So omnivorous is Jeremy Denk's musical appetite, that one can easily imagine how confined this searching American pianist must sometimes feel when forced to box his wide-ranging sympathies within the narrow bounds of a conventional piano recital.
Fortunately his colleague Emanuel Ax, as curator of the Chicago Symphony Orchestra's "Keys to the City," was all too happy to indulge Denk's musical wanderlust as part of the piano festival now in progress. The result, heard Sunday at Orchestra Hall, was "The Collaborative Pianist," a program of piano chamber music in which Denk partnered with three close musical friends: violinist Stefan Jackiw, CSO cellist Katinka Kleijn and tenor Nicholas Phan.
Perhaps the most remarkable thing about the concert was how smoothly all the working parts came together. There was none of the grinding of interpretive gears that can occur when ad hoc ensembles present one-off concerts of this sort.
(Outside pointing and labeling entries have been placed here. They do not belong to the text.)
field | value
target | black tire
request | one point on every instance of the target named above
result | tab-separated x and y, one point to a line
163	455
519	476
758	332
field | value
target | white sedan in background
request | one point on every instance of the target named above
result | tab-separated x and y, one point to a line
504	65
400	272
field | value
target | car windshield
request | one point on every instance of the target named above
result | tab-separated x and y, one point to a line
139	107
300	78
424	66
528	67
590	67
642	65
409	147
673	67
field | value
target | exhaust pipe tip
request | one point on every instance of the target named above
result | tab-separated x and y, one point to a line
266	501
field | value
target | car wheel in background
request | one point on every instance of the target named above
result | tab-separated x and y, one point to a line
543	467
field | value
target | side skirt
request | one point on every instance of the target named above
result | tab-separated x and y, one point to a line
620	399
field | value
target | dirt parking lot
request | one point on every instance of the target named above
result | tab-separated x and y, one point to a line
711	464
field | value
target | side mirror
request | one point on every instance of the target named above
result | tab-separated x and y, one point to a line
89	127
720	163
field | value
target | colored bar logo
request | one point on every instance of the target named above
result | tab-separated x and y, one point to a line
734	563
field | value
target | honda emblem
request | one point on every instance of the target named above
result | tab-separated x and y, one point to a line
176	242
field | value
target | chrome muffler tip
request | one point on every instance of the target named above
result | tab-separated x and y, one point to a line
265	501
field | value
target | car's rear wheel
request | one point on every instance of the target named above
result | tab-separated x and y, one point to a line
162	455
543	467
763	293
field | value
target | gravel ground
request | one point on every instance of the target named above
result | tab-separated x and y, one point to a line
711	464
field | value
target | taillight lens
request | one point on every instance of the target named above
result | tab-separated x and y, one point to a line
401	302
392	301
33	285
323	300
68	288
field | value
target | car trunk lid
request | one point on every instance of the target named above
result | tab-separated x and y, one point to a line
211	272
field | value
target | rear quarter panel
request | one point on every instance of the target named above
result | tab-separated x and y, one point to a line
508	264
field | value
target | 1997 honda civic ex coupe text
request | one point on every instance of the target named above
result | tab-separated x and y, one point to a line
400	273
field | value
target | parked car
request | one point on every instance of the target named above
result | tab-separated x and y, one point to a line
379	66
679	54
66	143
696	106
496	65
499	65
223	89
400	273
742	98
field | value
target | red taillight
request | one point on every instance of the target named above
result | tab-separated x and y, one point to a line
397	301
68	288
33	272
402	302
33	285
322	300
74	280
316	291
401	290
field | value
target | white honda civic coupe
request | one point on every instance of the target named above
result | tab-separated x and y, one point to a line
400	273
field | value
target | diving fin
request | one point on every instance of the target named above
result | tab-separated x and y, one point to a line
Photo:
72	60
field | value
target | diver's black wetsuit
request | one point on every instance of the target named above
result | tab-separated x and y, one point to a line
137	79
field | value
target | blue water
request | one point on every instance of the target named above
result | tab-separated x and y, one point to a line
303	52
Denk proved himself a superbly adaptable chamber musician, clearly enjoying his role as primus inter pares – a vital and engaged collaborator who struck sparks off his partners, and they off him.
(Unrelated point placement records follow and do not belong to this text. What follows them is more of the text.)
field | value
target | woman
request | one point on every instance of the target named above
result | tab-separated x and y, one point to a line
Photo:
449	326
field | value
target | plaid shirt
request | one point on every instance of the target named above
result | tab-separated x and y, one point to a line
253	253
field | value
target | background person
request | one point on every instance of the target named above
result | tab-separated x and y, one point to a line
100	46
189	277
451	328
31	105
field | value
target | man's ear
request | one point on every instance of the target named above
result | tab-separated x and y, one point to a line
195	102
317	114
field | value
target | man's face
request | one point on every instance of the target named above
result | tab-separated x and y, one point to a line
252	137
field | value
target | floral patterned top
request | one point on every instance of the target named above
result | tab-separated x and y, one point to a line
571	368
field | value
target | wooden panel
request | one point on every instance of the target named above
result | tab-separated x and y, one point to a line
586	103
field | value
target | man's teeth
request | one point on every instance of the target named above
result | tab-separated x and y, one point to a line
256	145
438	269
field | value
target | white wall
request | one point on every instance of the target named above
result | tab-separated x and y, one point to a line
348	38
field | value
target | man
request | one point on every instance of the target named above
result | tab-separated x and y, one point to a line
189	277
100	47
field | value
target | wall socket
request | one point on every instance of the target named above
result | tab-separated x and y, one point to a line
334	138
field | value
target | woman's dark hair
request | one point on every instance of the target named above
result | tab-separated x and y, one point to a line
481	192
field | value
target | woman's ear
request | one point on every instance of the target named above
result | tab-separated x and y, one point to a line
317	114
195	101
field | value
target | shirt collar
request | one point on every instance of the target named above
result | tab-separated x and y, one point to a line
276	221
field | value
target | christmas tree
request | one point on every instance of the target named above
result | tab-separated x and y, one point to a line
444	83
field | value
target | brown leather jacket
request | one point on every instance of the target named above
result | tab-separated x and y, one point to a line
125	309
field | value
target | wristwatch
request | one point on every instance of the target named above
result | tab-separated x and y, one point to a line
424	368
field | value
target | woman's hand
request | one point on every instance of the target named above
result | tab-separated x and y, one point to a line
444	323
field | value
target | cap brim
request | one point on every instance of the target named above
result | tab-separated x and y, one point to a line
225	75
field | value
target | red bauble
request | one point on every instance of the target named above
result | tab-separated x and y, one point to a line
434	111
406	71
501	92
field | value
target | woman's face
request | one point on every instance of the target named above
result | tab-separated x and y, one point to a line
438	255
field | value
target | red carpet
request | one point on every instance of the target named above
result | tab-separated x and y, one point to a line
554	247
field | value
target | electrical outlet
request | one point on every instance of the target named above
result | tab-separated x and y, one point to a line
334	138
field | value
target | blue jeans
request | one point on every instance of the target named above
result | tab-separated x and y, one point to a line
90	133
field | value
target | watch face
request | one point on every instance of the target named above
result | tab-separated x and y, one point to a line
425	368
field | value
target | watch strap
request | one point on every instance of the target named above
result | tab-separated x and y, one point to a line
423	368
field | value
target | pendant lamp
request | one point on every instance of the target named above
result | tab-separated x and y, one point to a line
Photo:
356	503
I missed the Ligeti etudes he offered as part of the previous Sunday's Chicago Piano Day, but his new Nonesuch recording of these fascinatingly gnarly pieces (coupled with Beethoven's Piano Sonata No. 32) made me eager to hear what he and Jackiw would do with Stravinsky's "Duo Concertant."
Rather than attempt to reconcile the very different natures of the violin and piano, Stravinsky emphasizes their differences, in his own quirky, neo-classical manner. Both Jackiw and Denk understood this, like skilled orators arguing their disparate points of view from opposite corners before eventually meeting in the middle. The music's rhythmic dislocations, perpetual-motion bustle and Apollonian lyricism felt all of a piece.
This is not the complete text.